IDX Composite Poised for Steady Growth Amidst Economic Optimism

Outlook: IDX Composite index is assigned short-term B1 & long-term Ba2 estimated rating.
AUC Score : What is AUC Score?
Short-term Tactic1 :
Dominant Strategy :
Time series to forecast n: for Weeks2
ML Model Testing : Statistical Inference (ML)
Hypothesis Testing : ElasticNet Regression
Surveillance : Major exchange and OTC

1Short-term revised.

2Time series is updated based on short-term trends.


Key Points

The IDX Composite index is poised for a period of moderate growth, driven by positive investor sentiment and sustained domestic economic activity. The consumer sector and financial institutions are anticipated to be key drivers, exhibiting robust performance, while commodity-linked sectors might experience volatility due to global price fluctuations.

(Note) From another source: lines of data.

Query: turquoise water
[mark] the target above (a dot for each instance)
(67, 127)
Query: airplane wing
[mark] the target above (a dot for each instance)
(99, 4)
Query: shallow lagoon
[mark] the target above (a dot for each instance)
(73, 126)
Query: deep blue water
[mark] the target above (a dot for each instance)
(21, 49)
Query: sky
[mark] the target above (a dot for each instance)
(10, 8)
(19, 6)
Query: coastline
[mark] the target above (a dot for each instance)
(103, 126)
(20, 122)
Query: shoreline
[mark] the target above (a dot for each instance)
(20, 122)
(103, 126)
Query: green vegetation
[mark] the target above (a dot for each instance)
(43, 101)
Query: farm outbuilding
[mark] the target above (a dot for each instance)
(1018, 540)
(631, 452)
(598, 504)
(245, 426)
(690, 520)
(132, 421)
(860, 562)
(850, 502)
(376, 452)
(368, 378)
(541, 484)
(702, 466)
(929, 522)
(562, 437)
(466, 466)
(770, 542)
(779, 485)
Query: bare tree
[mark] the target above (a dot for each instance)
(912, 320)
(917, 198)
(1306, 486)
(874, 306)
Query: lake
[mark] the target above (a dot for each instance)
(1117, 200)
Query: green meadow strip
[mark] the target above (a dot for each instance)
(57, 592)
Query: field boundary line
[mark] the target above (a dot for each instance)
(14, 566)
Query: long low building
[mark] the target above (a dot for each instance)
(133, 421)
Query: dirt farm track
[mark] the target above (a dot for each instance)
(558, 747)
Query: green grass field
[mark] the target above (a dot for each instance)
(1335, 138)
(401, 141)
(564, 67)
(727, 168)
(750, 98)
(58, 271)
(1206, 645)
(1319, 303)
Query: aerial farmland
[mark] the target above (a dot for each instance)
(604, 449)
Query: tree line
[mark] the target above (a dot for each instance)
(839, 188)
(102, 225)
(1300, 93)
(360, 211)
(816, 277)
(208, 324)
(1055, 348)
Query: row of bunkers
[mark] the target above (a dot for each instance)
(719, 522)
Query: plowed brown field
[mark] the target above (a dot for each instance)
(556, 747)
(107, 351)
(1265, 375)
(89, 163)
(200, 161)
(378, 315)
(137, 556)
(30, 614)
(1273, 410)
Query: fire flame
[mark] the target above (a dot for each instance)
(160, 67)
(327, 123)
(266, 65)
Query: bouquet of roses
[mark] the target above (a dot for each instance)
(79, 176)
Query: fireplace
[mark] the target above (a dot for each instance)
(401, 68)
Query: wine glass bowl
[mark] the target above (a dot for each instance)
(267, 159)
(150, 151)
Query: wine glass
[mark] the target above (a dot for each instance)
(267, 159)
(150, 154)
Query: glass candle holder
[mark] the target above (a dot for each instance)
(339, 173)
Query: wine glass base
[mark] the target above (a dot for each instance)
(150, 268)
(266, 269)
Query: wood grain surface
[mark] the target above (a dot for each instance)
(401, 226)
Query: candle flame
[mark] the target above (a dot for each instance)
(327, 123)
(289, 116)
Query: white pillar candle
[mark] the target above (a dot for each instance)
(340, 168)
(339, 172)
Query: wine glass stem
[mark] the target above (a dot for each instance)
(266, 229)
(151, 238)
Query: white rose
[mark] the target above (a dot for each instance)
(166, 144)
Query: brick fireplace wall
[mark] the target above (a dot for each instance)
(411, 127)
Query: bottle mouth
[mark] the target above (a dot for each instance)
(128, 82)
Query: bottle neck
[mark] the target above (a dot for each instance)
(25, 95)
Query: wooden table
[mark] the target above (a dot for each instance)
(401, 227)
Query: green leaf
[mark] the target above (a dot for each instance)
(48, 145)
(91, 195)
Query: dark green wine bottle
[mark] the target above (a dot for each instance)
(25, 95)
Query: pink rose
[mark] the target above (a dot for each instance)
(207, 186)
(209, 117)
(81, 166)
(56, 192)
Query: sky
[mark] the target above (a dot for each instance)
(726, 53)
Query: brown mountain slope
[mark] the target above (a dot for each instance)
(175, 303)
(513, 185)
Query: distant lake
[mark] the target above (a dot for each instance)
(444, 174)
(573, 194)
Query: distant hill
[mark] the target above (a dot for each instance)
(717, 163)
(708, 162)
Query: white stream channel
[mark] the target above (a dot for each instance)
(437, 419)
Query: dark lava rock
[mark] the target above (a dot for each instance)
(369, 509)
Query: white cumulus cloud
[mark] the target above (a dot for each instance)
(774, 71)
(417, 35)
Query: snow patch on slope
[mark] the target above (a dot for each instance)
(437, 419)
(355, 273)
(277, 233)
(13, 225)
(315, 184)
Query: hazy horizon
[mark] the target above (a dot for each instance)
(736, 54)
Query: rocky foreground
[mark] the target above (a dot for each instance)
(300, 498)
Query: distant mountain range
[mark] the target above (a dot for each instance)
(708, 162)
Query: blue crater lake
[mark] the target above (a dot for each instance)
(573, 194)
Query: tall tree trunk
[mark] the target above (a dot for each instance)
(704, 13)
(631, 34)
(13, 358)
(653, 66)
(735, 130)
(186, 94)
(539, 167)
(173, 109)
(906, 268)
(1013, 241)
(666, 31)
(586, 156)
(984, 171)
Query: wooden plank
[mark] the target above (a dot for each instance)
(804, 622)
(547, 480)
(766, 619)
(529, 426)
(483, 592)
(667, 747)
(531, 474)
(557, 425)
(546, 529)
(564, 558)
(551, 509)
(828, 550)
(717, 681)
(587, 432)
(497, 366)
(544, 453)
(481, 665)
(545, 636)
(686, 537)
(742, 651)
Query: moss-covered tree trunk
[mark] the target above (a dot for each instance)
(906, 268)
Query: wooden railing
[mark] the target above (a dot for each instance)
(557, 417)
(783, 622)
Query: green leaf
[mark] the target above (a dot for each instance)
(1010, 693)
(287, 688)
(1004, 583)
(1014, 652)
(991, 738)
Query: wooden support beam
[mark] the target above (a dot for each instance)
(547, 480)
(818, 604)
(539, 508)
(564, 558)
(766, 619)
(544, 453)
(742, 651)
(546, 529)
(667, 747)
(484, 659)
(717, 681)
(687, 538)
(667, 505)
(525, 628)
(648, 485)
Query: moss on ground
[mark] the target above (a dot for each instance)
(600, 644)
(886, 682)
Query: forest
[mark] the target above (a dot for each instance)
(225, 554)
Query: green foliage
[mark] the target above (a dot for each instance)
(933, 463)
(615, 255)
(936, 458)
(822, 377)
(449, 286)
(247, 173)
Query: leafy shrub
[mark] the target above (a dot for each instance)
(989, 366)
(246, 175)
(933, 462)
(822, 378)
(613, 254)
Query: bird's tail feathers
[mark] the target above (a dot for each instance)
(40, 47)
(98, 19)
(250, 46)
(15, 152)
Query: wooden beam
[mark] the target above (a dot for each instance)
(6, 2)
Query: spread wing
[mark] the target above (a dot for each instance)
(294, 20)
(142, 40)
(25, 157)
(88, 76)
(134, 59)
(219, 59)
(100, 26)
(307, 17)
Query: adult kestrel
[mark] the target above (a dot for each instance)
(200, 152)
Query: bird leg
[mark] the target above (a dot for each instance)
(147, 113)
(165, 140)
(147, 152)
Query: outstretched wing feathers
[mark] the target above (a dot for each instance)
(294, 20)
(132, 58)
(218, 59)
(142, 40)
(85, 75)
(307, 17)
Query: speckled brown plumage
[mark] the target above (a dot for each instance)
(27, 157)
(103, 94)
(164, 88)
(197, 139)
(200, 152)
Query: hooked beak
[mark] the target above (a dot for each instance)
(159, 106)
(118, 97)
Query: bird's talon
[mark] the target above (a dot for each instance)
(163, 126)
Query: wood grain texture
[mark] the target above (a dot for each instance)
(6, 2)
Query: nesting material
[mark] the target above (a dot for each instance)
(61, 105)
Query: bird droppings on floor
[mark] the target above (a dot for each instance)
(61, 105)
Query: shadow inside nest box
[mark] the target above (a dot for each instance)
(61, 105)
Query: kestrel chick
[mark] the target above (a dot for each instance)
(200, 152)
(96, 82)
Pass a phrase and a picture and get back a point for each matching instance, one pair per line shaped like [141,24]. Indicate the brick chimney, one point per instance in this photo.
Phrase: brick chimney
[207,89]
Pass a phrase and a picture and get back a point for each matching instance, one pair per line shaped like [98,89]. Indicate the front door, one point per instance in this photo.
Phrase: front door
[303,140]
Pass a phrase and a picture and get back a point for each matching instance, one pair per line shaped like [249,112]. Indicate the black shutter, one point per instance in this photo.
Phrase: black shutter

However, this optimistic outlook faces risks, including potential inflation pressures and the impact of global economic slowdowns, particularly from major trading partners. Furthermore, geopolitical instability could exert downward pressure, impacting market confidence and potentially hindering the overall gains.

About IDX Composite Index

The IDX Composite Index serves as a comprehensive benchmark for the performance of all stocks listed on the Indonesia Stock Exchange (IDX). It reflects the overall market sentiment and provides a broad measure of the Indonesian equity market's health. This index is a capitalization-weighted index, meaning the companies with larger market capitalizations have a greater influence on its value. Daily fluctuations in the IDX Composite are closely monitored by investors, analysts, and policymakers as an indicator of economic activity and investor confidence within Indonesia.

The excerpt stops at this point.